Nerves and Ligaments:

Nerve Supply:

  1. Suprascapular Nerve:
    • Course: Innervates the supraspinatus and infraspinatus muscles.
    • Ultrasonography: Identification and assessment for entrapment or pathology.
  2. Axillary Nerve:
    • Innervation: Supplies the deltoid and teres minor muscles.
    • Ultrasonography: Evaluation for compression or damage.
  3. Lateral Pectoral Nerve:
    • Supply: Innervates the pectoralis major muscle and anterior joint capsule.
    • Ultrasonography: Tracing the location where nerve can be ablated safely.


  1. Transverse Humeral Ligament:
    • Location: Covers the bicipital groove.
    • Function: Holds the long head of the biceps tendon in place.
    • Ultrasonography: Assessment for tears or instability.
  2. Glenohumeral Ligaments:
    • Function: Provide stability to the shoulder joint.
    • Ultrasonography: Examination for ligamentous laxity or pathology.
  3. Coracohumeral, Coracoacromial, and Coracoclavicular Ligaments:
    • Location: Provide structural support around the coracoid process.
    • Ultrasonography: Assessment for injuries or abnormalities.

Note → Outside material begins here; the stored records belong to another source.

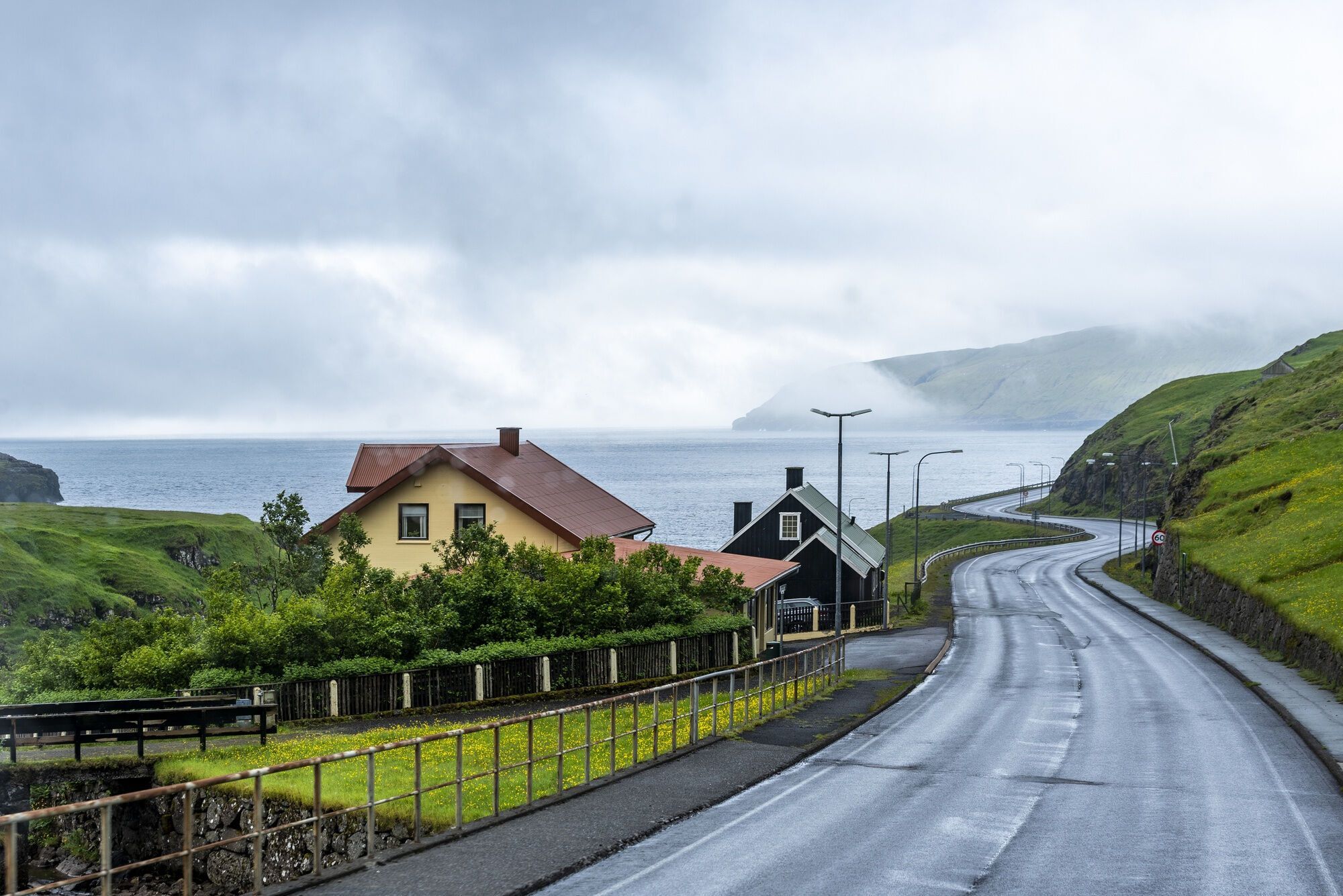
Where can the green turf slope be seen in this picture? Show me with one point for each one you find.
(62, 566)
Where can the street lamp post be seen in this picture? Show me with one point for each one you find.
(1144, 548)
(1044, 477)
(840, 509)
(886, 562)
(918, 485)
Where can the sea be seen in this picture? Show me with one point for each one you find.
(683, 479)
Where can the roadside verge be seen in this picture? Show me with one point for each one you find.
(1313, 713)
(531, 851)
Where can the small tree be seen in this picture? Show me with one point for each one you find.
(302, 561)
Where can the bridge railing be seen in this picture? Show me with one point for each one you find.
(520, 677)
(468, 773)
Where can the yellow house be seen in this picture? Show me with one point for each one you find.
(414, 495)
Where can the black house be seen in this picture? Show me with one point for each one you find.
(801, 526)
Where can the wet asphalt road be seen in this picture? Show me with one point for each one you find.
(1064, 746)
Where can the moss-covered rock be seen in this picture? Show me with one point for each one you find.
(29, 483)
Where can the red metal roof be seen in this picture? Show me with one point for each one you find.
(757, 572)
(375, 464)
(534, 481)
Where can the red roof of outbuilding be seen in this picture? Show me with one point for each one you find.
(374, 464)
(757, 572)
(532, 481)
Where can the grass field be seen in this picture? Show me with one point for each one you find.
(344, 783)
(1129, 572)
(72, 564)
(1271, 522)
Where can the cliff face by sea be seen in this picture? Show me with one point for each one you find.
(25, 482)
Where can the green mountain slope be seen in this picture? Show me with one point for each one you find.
(1193, 405)
(1262, 502)
(62, 566)
(1068, 380)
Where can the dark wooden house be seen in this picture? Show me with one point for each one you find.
(801, 526)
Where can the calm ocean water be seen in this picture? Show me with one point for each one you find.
(684, 481)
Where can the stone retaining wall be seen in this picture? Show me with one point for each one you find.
(1219, 603)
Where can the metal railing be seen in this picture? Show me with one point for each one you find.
(434, 686)
(1071, 534)
(494, 768)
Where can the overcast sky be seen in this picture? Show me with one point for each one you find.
(326, 217)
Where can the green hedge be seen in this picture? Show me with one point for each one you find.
(515, 650)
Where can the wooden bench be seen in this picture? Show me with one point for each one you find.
(140, 725)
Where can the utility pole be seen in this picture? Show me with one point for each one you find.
(918, 498)
(886, 562)
(840, 513)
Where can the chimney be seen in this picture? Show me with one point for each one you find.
(741, 515)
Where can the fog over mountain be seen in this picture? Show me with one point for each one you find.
(336, 216)
(1078, 379)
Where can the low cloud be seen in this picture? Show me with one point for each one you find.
(440, 216)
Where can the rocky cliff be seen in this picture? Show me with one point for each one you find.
(26, 482)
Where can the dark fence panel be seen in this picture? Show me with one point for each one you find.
(868, 613)
(796, 619)
(828, 617)
(440, 686)
(581, 668)
(512, 678)
(644, 662)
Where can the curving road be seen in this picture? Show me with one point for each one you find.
(1064, 746)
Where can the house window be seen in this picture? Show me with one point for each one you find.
(414, 522)
(471, 515)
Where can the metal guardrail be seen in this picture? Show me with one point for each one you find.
(1070, 534)
(100, 726)
(695, 706)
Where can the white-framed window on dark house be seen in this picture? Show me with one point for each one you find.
(413, 524)
(471, 515)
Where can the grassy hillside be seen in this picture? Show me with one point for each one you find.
(1262, 502)
(937, 536)
(1066, 380)
(1193, 404)
(61, 566)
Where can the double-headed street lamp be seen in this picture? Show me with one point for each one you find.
(1119, 501)
(918, 483)
(886, 564)
(840, 506)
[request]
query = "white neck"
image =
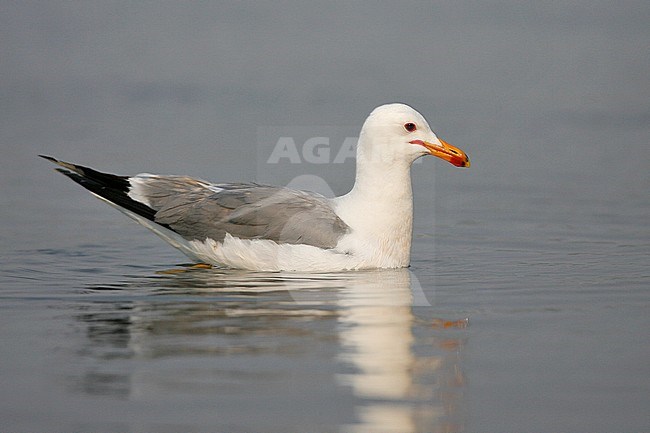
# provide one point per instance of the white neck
(379, 210)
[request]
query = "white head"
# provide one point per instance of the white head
(397, 134)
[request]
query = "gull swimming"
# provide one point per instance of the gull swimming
(271, 228)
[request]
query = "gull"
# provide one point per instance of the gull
(271, 228)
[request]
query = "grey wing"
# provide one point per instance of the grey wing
(199, 210)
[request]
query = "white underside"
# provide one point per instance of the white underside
(267, 255)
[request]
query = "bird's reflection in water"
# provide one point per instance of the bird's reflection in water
(401, 364)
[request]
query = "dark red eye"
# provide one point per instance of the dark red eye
(410, 127)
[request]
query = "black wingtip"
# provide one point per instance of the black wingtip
(49, 158)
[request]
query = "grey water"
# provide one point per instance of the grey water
(527, 303)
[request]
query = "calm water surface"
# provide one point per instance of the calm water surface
(527, 305)
(532, 325)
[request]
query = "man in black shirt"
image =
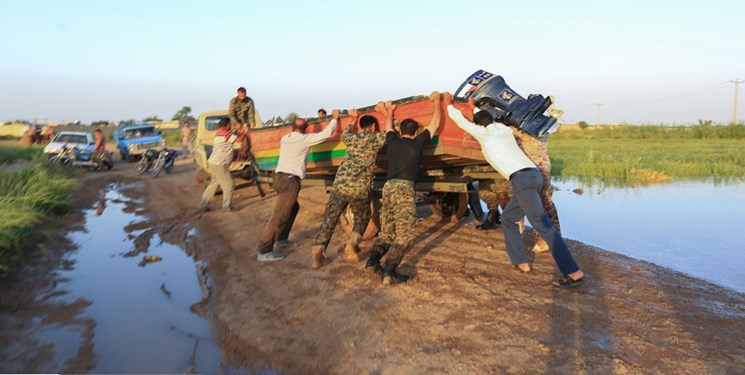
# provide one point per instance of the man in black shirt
(398, 215)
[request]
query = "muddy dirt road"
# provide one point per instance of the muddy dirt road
(465, 311)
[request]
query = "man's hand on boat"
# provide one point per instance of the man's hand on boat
(447, 98)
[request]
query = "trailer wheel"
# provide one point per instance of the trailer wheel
(346, 220)
(453, 205)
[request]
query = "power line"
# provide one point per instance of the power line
(734, 110)
(676, 96)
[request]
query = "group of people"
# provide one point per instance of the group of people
(353, 182)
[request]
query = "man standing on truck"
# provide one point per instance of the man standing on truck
(501, 151)
(241, 110)
(219, 161)
(352, 184)
(398, 216)
(293, 154)
(242, 116)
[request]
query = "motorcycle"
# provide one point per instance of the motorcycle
(75, 157)
(166, 157)
(155, 161)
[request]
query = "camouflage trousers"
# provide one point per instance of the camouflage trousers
(397, 221)
(498, 193)
(336, 205)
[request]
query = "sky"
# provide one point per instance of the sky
(646, 61)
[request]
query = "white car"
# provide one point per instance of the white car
(80, 140)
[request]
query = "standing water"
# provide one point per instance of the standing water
(143, 321)
(690, 226)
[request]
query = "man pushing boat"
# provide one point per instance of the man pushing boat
(353, 182)
(501, 151)
(398, 216)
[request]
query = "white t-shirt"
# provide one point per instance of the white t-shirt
(222, 147)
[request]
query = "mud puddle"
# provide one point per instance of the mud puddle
(142, 308)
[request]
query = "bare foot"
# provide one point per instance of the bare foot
(525, 267)
(576, 275)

Impingements and Pathologies:

Subcoracoid and Subacromial Impingements:

  • Subcoracoid Impingement:
    • Cause: Compression beneath the coracoid process.
    • Ultrasonography: Detects impingement-related changes or injuries.
  • Subacromial Impingement:
    • Cause: Compression beneath the acromion.
    • Ultrasonography: Visualizes structural changes, tendon thickening, or bursa inflammation.

Shoulder ultrasonography provides a non-invasive means to evaluate and diagnose various shoulder pathologies, aiding in treatment planning and management decisions. Understanding the anatomy and potential pathologies detected through ultrasonography assists healthcare professionals in offering optimal care for shoulder-related issues.